High on feminism’s agenda was giving women the freedom to choose to be a corporate president or a domestic goddess, and for the contributions of those who worked as homemakers to be valued. Divorce laws protected women who put their husbands through medical school, only to be abandoned when the docs reached their greatest earning potential, or saw that those who served as party planners and caterers to advance a spouse’s corporate career weren’t left destitute just because they weren’t the one bringing home a paycheck. Palimony acknowledged that the pillow talk pledge, “You can give up your career -- I’ll always take care of you,” was unreliable, no matter how luxurious the linens.
Relationships on alert
The list of men and women sued for palimony provides the sort of celebrities-behaving-badly material that keeps the schadenfreude pot simmering. Ex-girlfriends of Marlon Brando, Johnnie Cochran and Bob Dylan sued them. Liberace’s confidant, bodyguard and chauffeur sued him for $113 million in palimony, but the case was dismissed. Mitchelson was always careful not to describe his clients as mistresses, since to do so would have implied that they were seeking money for sexual services. He used job titles like “traveling companion,” “confidante” or -- in the case of Vicki Morgan, who sued the estate of Diners Club founder Alfred Bloomingdale for $11 million in 1982 -- “therapist.” Los Angeles Superior Court Judge Christian E. Markey Jr. rejected Morgan’s claim, saying that the Supreme Court never intended its Marvin ruling to become a “mistresses’ recovery act.”
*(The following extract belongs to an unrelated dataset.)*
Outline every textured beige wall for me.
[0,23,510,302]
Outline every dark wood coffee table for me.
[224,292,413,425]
As Mitchelson learned, there are fates worse than palimony. The attorney’s former girlfriend Nina Iliescu fed incriminating information to the IRS when the feds were building a tax fraud case against him. She was one of several ex-girlfriends whose testimony helped the government convict Mitchelson.
Lee Marvin died in 1987 of a heart attack at 63. Michelle Marvin went on to transform herself from a brunet to a blond, and in 1976 began a romance with Dick Van Dyke. They lived together, for a while at the Marina City Club, and she had a small part in an episode of his TV series “Diagnosis Murder” in 1993. She was credited as Michelle Triola. The couple never married, but in 1983 she told The Times that she did have a written contract.